One of our era’s great and inconvenient truths is that global food production and the climate emergency are intimately linked. Drought, flood and other extreme weather events threaten farming ecosystems across the world. At the same time, greenhouse gas emissions from animal agriculture play a major role in global heating. We know that the default western diet, with its heavy emphasis on meat and dairy, is harming the planet. Eating habits in wealthy countries will have to change, and livestock numbers be reduced, if climate targets are to be met and vulnerable food systems saved.
At the end of the month, this message will be heard front and centre in the next round of the UN climate negotiations. At Cop28 in Dubai, the United Nations Food and Agriculture Organization will foreground the need to transform patterns of consumption and production if the goal of limiting temperature rises to 1.5C is to be met. The emphasis on the impact of food systems is welcome and overdue. For various reasons it has been badly neglected at previous summits.
But while the science is stark and straightforward, the politics is anything but. Agriculture is a sector where economic interests overlap with cultural traditions, national identities and sentimental attachments to the land. It was telling that when Rishi Sunak was desperately searching for green policies to oppose this autumn, he chose to invent a fictional “meat tax” proposal to suit his purposes. Mr Sunak was nakedly and disreputably seeking to create net zero dividing lines ahead of the next election. But across the west, more principled politicians than him are struggling to show leadership on fraught and sensitive terrain.
In the United States, Joe Biden has introduced new requirements to reduce methane emissions in fossil fuel industries, but they did not extend to the vast American beef industry.
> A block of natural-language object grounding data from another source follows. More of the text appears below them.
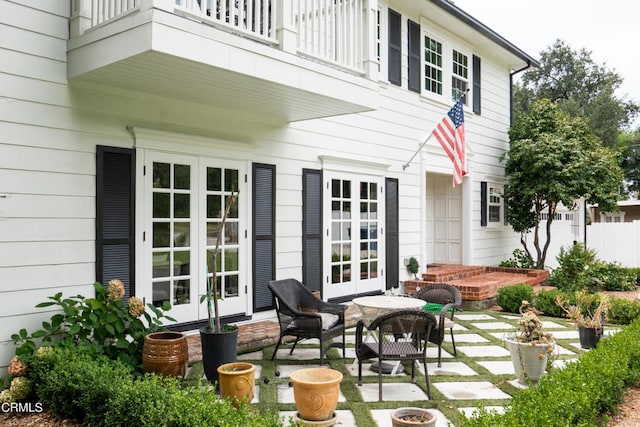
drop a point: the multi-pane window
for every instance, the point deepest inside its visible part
(495, 205)
(433, 72)
(459, 75)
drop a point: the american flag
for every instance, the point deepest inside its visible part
(450, 135)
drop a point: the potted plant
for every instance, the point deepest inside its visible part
(529, 346)
(413, 417)
(316, 392)
(588, 313)
(237, 381)
(413, 266)
(219, 343)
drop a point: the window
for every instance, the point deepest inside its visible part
(459, 76)
(395, 47)
(433, 72)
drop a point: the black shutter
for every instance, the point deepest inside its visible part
(264, 235)
(392, 241)
(115, 214)
(312, 229)
(414, 55)
(483, 203)
(476, 85)
(395, 47)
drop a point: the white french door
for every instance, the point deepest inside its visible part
(185, 197)
(354, 244)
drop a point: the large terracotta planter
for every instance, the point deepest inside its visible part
(316, 392)
(237, 381)
(413, 417)
(529, 361)
(165, 353)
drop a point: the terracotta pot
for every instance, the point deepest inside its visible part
(413, 417)
(237, 381)
(165, 353)
(316, 392)
(529, 361)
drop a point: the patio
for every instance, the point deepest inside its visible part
(481, 373)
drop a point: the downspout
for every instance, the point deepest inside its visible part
(511, 90)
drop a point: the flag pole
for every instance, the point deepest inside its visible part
(406, 165)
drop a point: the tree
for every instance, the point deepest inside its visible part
(555, 159)
(580, 87)
(631, 160)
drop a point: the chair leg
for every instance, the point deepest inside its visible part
(426, 376)
(273, 356)
(453, 341)
(380, 379)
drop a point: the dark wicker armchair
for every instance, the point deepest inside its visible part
(449, 297)
(400, 335)
(302, 315)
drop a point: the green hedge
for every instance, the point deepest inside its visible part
(580, 394)
(104, 392)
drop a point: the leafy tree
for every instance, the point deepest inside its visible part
(580, 87)
(555, 159)
(631, 160)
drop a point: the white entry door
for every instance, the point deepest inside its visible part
(184, 200)
(444, 220)
(354, 244)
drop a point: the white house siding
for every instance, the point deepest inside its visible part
(49, 131)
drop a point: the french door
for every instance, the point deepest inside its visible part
(354, 245)
(185, 197)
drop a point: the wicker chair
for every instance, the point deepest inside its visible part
(400, 335)
(302, 315)
(449, 297)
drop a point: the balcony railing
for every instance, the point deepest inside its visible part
(335, 31)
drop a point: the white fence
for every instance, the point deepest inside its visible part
(616, 242)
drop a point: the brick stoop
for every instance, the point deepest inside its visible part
(478, 284)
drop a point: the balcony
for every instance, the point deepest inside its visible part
(281, 60)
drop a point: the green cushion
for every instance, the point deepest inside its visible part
(435, 308)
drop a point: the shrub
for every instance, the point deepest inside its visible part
(579, 393)
(519, 259)
(545, 301)
(623, 311)
(103, 325)
(573, 272)
(510, 297)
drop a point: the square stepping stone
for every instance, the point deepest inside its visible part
(285, 394)
(488, 326)
(471, 412)
(392, 391)
(472, 338)
(498, 367)
(344, 418)
(448, 368)
(478, 316)
(382, 417)
(484, 351)
(547, 324)
(367, 371)
(479, 390)
(286, 370)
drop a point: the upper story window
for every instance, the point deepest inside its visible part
(459, 76)
(433, 71)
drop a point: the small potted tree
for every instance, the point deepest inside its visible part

Last spring, the Dutch Farmer-Citizen Movement – set up in protest at government plans to reduce livestock numbers by a third – sent shock waves across Europe when it won regional elections. In Ireland, where farming makes up almost 40% of all emissions, proposals for similarly dramatic culls have been discussed behind closed doors in government, but not approved as policy. Compared with sectors such as transport and construction, the green transition in agriculture is notably underpowered.
The drift must not continue. This month, Denmark’s climate minister called for EU farmers to pay for their greenhouse gas emissions through a form of trading scheme. New Zealand will price emissions from livestock farming from 2025 – the only country in the world to have committed to do so. These are moves in the right direction, but only if combined with a generous combination of subsidies, compensation and financial incentives for farmers to diversify. Similarly, persuading western populations to eat less meat will require imaginative, innovative political leadership. Any proposed “meat tax” will provide automatic fodder for the populist right. But if revenue from new pricing mechanisms is directed towards the popular cause of animal welfare and some form of climate payment to the less well-off, the politics might begin to look different.
Changing the way we eat is an enormous cultural challenge, with huge economic implications. It cannot be done by stealth or diktat, or on the cheap. Nor can the task be swerved if sustainable farming is to flourish in the future. Governments must follow where Cop28 leads.